= Highway Technologies =

US construction company

Highway Technologies, Inc. was a large, Houston-based US construction company with offices in 33 cities that filed for bankruptcy in May 2013, laying off 740 of its 825 employees.
The company was founded 30 years ago.

The company supplied "highway barriers, traffic control devices and rent[ed] barriers for detours and emergency closures".

Liquidation of company assets began in June 2013 and continued through November 2013, with some local branches sold in their entirety to new owners.

==Locations==
The company operated in over 30 US cities,
with as many as 50 to 80 employees at some locations:

- Flagstaff, Arizona
- Fort Mohave, Arizona
- Prescott, Arizona (reopened as part of Trafficade Work Zone Services)
- Tempe, Arizona
- Tucson, Arizona
- San Jose, California
- Ventura, California
- Denver, Colorado, reopened as Colorado Barricade in August 2013.
- Loveland, Colorado
- Clearwater, Florida
- Fort Myers, Florida
- Jacksonville, Florida
- Jupiter, Florida
- Orlando, Florida
- Bloomington, Illinois
- Carbondale, Illinois
- East St. Louis, Illinois, reopened as Warning Lites of Southern Illinois, LLC in August 2013
- Springfield, Illinois
- Villa Park, Illinois
- Baton Rouge, Louisiana
- Minneapolis, Minnesota
- Springfield, Missouri
- Missoula, Montana
- Richland, New Jersey
- North Las Vegas, Nevada
- Portland, Oregon
- Austin, Texas
- Corpus Christi, Texas
- Fort Worth, Texas
- Houston, Texas
- San Antonio, Texas

==Company bankruptcy==
The Houston-based company laid off 740 employees, of 825 total, on May 17, 2013, and filed for bankruptcy on May 22.
The bankruptcy filing indicated that company assets were between $50 and $100 million while liabilities were between $100 and $500 million.

===Disruptions===
Event disruptions occurred as a result of the suspension of operations in a number of cities. In Denver, the Colfax Marathon and the American Ninja Warrior competition lost the contracted support services for the provision of traffic barricades for the event. Fifteen active projects were shut down in Montana by the closure of the Missoula office, where 180 employees lost their jobs.

===Liquidation===
"Bankruptcy was seen as the best option to protect the company's assets for its creditors".
At the May 23, 2013, bankruptcy court hearing, approval was given "to start to sell any assets below $200,000. The company pursued the sale of its assets both piecemeal and on a turnkey — intact branches — basis through private sales and auctions"

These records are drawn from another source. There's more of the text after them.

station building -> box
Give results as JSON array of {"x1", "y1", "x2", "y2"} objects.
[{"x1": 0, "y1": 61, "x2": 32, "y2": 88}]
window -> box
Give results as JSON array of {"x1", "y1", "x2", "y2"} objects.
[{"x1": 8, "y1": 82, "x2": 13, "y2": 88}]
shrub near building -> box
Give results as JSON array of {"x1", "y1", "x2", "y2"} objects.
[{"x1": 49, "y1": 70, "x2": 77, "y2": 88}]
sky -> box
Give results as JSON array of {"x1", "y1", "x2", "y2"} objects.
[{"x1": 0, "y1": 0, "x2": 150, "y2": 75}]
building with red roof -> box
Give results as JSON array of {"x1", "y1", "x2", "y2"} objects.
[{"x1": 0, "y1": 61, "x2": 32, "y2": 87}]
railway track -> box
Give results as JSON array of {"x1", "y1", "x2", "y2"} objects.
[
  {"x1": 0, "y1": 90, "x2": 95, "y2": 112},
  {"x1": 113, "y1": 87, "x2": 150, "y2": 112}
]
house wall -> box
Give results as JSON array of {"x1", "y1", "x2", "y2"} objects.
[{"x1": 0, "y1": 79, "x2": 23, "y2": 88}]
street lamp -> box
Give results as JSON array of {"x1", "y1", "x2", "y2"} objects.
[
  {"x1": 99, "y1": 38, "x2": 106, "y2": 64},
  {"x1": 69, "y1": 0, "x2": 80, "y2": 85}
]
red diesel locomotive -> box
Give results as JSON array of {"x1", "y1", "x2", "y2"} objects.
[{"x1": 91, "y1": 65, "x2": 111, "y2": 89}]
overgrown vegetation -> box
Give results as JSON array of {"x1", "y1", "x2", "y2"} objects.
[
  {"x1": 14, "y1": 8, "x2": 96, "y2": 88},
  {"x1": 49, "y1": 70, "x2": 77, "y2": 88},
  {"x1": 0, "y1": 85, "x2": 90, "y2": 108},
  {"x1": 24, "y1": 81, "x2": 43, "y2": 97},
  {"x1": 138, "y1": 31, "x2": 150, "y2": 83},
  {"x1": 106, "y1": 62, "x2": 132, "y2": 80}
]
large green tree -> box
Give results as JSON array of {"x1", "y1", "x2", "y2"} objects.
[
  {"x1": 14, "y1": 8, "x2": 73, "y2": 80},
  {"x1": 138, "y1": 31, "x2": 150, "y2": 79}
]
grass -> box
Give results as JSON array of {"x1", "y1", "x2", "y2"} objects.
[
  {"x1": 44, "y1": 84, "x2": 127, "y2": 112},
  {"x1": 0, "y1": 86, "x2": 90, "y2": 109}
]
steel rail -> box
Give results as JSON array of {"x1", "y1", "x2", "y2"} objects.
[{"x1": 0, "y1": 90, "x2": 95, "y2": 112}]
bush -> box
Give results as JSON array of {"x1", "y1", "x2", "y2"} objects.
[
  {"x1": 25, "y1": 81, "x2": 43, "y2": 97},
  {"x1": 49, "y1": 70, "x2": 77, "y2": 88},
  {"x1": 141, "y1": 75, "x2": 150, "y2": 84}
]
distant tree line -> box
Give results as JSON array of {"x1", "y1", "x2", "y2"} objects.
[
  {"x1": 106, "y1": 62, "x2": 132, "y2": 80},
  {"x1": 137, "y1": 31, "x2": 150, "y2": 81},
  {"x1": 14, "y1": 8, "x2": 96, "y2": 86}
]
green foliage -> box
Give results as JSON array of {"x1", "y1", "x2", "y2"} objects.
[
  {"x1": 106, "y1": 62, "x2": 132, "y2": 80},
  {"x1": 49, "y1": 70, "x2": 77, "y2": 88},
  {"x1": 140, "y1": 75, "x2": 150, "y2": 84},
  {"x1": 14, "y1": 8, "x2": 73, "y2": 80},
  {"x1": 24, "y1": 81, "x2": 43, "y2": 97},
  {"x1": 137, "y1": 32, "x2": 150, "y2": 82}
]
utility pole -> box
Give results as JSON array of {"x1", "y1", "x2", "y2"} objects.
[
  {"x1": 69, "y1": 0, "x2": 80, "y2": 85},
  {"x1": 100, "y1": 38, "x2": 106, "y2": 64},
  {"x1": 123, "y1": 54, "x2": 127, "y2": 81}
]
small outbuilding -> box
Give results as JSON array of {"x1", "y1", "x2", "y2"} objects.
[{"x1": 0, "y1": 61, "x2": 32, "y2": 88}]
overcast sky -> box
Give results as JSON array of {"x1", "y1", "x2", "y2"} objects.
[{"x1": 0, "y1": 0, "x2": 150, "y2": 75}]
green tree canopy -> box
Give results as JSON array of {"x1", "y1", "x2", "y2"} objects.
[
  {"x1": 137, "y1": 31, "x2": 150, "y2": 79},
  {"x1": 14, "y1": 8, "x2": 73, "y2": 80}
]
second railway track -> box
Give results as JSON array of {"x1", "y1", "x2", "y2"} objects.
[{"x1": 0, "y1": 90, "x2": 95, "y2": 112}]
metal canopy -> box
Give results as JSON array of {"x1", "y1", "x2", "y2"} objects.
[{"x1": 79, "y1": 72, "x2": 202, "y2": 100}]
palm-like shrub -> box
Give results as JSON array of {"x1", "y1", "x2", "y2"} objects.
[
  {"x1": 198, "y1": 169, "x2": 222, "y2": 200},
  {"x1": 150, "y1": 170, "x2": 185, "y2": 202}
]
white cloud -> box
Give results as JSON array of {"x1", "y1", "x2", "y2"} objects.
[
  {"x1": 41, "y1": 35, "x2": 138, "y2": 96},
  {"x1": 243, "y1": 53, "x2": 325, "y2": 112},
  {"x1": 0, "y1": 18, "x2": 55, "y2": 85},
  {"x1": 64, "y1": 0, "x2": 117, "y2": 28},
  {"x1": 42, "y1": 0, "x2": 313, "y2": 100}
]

Some Highway Technologies local enterprises were sold in their entirety to new owners.
In early August, the Denver branch emerged from bankruptcy as Colorado Barricade, sold at a price of plus assumption of certain liabilities pertaining solely to the existing operation, and hired back some 20 of the 50-plus employees of Highway Technologies Denver operation within the first week of operation.

Over 60,000 remaining assets were sold off in auctions held between August and November 2013,
including 4700 items sold at one two-day auction in Texas in late August.